Sin embargo, cuando los militantes empiezan a pensar que el consenso no es una táctica pasajera, sino un modelo de funcionamiento para la sociedad, las cosas se complican. Yo quiero vivir en una sociedad democrática en la que existan el conflicto y la discusión, donde nadie tenga miedo de luchar por lo que cree ni se sienta presionado a suavizar sus posiciones para contribuir a un consenso ficticio. Si uno defiende al socialismo pensando que las personas dejarán de discutir, o incluso de comportarse ocasionalmente de forma estúpida, es tiempo de que abandone la causa.

Lenin dijo alguna vez que el socialismo no se creará con «materia humana abstracta, ni siquiera con materia humana especialmente preparada por nosotros, sino con la materia humana que nos legó el capitalismo. No es fácil, pero ningún otro punto es suficientemente serio como para ser debatido».

Para ser verdaderos socialistas sirve mucho actuar como seres humanos. No humanos en términos conceptuales, sino humanos reales, que transpiran, lloran y ríen. En Todo lo sólido se desvanece en el aire, Berman cuenta la historia de Robert Moses, funcionario estadounidense que terminó demoliendo todos los barrios que obstaculizaban sus proyectos de autopistas. Una vez, un amigo me dijo: «Moses amaba a los ciudadanos, no a las personas». Construyó parques, playas y avenidas que efectivamente quedaron a disposición de las masas, pero trataba con desprecio a todos los neoyorquinos trabajadores con los que se cruzaba.

Amar a los ciudadanos pero odiar a las personas es también un rasgo típico de los socialistas elitistas. Ponen más esperanza en los planes quinquenales, los proyectos utópicos o las elecciones, que en las maravillas que las masas son capaces de lograr cuando gozan de suficiente inspiración y libertad.

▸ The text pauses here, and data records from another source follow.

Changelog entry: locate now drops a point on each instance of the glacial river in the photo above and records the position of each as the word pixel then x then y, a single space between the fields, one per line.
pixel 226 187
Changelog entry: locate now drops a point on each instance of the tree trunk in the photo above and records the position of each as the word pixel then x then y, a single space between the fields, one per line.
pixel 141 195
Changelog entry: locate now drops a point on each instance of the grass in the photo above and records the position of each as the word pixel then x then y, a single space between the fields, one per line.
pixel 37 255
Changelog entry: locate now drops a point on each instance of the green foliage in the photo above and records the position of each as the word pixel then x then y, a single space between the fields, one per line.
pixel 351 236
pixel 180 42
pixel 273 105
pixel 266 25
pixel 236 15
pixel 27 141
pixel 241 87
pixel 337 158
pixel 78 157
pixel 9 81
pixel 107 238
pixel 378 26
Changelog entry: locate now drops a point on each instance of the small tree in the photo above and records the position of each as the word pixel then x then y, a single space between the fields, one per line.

Por eso sus proyectos socialistas son tan sosos y faltos de creatividad.

En esto difieren de Marx, que a pesar de ser retratado a veces como un intelectual que vivía aislado en su torre de marfil, era un tipo apasionado, que se peleaba en los bares y se divertía. Uno de sus dichos favoritos era: «Soy un ser humano, y nada de lo humano me es extraño». La verdad es que me resulta difícil pensar que un mundo dirigido por muchos seres humanos, con sus personalidades, sus locuras y sus pasiones, unas veces grandiosas, otras veces irritantes, será aburrido.